Sandplace to Looe
The lane joins a lane and becomes a road with a central white line instead of a spine of grass. The road becomes a road without space for people walking. The walk becomes car-van-car rush and whoosh past of canal air mud geese pheasant clack and kill. The train trundles by, oblivious, empty.
This is a B road that goes properly from A to B, that carries us to our business, about our business, to B&Bs and Airbnbs and down to the beaches. I stand at the bus stop layby under banks of wispy seed heads and the die-back of Himalayan balsam, beautiful, invasive.
Please notify the authorities of alien species. They will clog our waterways.
The tractor doesn’t slow down. I push myself into the hedge, leaning hard into bramble, blackthorn, mud. I smile up in the direction of the cab and try not to breathe pig shit as soiled straw is flung out from the back of the trailer.

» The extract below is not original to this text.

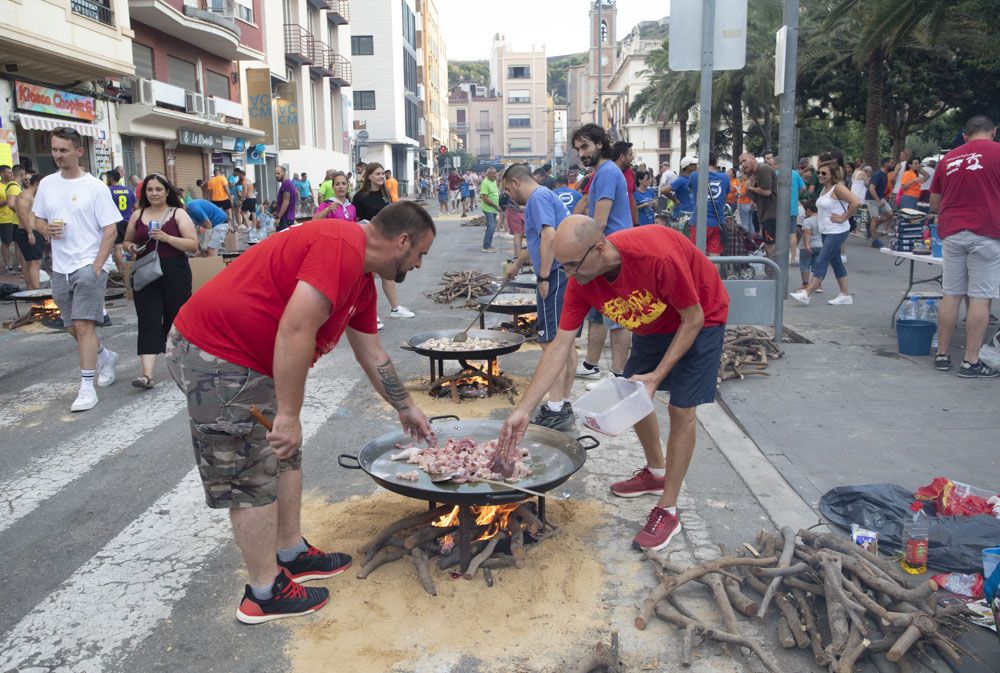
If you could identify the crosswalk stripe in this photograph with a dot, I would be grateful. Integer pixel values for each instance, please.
(116, 599)
(71, 459)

Free of trees, into the open, cars heading for the open sea as if they are carrying cargoes of import; ore, granite, the wealth of past-times, and then sand back to the fields, to Sandplace, and the lime kilns for its burning.
Cartography.
A tracing.
I take a photo of myself in one of those round mirrors that help drivers pull out safely when they can’t see. I capture my blurry refection, and imagine light bouncing, focusing, bouncing, back and forth, leaving traces like bullet trajectories, like a straight-lined diagram explaining sight and light and focal points. Reflection, refraction, diffraction. I am a hall of mirrors. A pony sticks its head over a fence to watch me.
The valley sides draw back, and there is much, much more sky. Much more air. Like a new world.